Charity Projects 3

This article outlines some simple tips for how to answer questions you have about your program. These tips will hopefully be useful regardless of what stage you are at with your intervention. Most of my experience comes from running surveys in India with J-PAL and Charity Science Health.

SPEAK DIRECTLY WITH RECIPIENTS ​

If you are more broadly trying to understand the recipients of your program or how to improve your program, focus groups and directly having more in-depth conversations with those recipients can be much more valuable than a standard survey.

​The first place to start when trying to understand your program’s recipients should likely be these types of in-depth conversations. You should only move to more standard surveys after having done this.

START WITH A PHONE SURVEY ​

Phone surveys are cheaper, faster, easier to monitor and should be considered the primary option unless there is a very good reason to do the survey in person. The exceptions to this are when you are asking sensitive questions where you are more likely to get a more representative answer in person (contraceptive use, mental health questions, etc.). Additionally, if you are working in the very poorest communities, it might be hard to identify and reach people by phone. 

I recommend initially using Google Forms, Skype and a Skype Recorder.

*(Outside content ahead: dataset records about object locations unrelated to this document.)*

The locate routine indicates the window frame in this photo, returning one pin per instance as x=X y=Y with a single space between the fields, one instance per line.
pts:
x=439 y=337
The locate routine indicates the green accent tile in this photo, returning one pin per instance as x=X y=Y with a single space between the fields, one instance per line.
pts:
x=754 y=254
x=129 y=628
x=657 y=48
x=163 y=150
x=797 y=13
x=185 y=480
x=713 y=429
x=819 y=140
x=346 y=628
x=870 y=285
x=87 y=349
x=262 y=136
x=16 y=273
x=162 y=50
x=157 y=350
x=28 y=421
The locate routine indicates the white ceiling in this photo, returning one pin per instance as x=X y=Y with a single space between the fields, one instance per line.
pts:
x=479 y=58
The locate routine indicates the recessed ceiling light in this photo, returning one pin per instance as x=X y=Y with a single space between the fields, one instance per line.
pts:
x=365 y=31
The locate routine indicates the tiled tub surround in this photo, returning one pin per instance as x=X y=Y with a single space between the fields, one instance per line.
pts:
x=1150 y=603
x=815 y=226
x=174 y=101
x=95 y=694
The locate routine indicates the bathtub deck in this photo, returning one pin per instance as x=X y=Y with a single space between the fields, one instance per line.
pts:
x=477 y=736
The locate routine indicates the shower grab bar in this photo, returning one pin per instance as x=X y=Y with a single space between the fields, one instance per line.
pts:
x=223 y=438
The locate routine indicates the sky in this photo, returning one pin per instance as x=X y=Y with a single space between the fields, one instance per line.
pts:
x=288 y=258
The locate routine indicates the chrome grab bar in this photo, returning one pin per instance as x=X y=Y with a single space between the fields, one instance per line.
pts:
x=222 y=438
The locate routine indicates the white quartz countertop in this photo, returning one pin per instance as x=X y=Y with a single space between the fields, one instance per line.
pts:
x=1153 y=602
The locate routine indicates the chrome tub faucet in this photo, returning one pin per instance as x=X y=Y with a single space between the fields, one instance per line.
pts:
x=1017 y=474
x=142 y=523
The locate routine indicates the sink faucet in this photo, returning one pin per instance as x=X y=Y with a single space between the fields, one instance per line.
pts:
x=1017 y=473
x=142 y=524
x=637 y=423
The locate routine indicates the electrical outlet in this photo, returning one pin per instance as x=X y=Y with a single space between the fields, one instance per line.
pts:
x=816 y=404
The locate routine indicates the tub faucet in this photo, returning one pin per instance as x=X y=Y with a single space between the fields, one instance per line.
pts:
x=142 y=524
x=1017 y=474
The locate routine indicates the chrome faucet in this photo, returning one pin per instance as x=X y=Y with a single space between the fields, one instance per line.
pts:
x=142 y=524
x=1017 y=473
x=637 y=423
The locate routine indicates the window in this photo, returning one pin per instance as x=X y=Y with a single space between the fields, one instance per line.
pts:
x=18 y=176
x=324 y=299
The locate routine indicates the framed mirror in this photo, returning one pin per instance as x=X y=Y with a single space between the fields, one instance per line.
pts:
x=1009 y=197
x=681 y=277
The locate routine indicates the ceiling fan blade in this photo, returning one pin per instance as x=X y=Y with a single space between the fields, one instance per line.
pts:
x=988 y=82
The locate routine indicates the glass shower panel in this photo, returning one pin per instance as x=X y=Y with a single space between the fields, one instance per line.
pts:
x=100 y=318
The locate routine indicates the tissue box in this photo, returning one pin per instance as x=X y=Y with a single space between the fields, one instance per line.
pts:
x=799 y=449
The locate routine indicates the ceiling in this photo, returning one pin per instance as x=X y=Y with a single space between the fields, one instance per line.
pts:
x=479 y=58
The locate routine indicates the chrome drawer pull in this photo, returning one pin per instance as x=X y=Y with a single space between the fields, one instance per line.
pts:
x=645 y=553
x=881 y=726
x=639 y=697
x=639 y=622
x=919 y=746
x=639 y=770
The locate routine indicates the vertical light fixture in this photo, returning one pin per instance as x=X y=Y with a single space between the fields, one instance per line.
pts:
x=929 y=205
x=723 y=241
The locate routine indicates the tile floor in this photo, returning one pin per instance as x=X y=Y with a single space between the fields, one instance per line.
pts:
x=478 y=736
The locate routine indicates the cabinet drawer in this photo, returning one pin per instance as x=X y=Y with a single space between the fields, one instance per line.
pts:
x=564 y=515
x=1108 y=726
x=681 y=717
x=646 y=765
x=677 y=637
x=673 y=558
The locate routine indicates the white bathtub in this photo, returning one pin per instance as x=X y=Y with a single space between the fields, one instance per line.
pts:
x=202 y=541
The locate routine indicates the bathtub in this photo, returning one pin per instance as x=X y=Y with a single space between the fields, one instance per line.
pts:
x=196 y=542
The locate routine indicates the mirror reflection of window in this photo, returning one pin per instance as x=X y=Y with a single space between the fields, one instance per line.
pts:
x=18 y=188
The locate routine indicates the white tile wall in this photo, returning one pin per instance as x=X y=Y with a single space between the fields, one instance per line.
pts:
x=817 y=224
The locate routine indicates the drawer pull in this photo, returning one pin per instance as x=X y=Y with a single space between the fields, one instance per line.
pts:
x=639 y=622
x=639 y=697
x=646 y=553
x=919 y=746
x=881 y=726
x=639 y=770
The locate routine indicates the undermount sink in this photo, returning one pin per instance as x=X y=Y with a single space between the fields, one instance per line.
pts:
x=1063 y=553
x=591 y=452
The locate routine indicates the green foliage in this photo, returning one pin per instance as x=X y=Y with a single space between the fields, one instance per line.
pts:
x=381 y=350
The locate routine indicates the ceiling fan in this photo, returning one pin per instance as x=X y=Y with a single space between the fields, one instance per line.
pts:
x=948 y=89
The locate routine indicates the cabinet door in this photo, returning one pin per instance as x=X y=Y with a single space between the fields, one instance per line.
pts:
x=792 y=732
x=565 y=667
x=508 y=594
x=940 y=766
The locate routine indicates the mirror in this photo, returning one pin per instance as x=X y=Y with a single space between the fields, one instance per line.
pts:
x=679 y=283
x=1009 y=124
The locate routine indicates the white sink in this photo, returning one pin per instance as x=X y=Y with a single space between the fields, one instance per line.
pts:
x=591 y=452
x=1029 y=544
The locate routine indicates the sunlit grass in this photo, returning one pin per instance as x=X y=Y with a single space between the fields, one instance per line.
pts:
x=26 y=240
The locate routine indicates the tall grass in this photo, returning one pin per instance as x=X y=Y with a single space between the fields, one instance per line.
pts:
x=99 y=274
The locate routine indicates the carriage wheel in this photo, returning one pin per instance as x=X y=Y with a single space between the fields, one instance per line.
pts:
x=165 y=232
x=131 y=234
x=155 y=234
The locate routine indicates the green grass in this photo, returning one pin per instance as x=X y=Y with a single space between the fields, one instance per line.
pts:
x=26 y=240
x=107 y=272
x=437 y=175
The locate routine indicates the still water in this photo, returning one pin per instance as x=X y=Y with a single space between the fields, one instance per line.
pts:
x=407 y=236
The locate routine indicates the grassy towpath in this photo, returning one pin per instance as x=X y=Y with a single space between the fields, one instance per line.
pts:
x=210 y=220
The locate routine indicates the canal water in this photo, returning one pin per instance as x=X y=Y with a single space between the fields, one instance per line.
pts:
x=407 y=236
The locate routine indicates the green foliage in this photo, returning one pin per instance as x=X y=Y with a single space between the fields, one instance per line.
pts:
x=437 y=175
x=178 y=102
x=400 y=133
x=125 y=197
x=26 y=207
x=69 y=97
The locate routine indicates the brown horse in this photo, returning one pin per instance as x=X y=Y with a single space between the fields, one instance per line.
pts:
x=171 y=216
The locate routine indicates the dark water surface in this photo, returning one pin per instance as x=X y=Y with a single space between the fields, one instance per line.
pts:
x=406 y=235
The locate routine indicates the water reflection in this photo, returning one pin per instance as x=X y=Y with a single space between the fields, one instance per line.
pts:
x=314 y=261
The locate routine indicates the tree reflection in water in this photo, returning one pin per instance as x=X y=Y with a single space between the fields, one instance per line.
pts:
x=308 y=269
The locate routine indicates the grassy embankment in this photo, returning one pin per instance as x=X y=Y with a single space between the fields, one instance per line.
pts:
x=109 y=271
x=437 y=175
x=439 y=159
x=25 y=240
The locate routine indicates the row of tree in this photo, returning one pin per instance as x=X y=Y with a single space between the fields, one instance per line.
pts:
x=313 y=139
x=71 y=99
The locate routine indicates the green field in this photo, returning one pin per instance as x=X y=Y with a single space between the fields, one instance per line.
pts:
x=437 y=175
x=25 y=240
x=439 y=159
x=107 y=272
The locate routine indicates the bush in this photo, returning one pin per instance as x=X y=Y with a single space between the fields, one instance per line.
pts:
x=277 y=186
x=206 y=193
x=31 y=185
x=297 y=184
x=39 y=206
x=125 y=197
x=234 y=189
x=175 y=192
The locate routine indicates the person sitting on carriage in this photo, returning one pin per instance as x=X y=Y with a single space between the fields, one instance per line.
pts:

If you start doing thousands of surveys, it might be worth the investment costs to move to SurveyCTO.

KEEP IT SHORT ​

It is very easy to spend more time on surveys than necessary. Surveys tend to grow and become more complicated with time. I recommend creating surveys that help you make a specific decision or are focused on a specific topic. 

A good rule of thumb is to aim for your surveys to take between 5 and 10 minutes. Following this rule will limit the questions you ask to what really matters and not combine too many topics in one survey. Another way to really get at what matters is to ask, “how does this question inform my decisions?” for every question. 

For example, you might be interested in knowing all the demographic information about participants in your program. But unless you actually plan to use that information to change your program, it is likely best to just collect a few basic questions on this.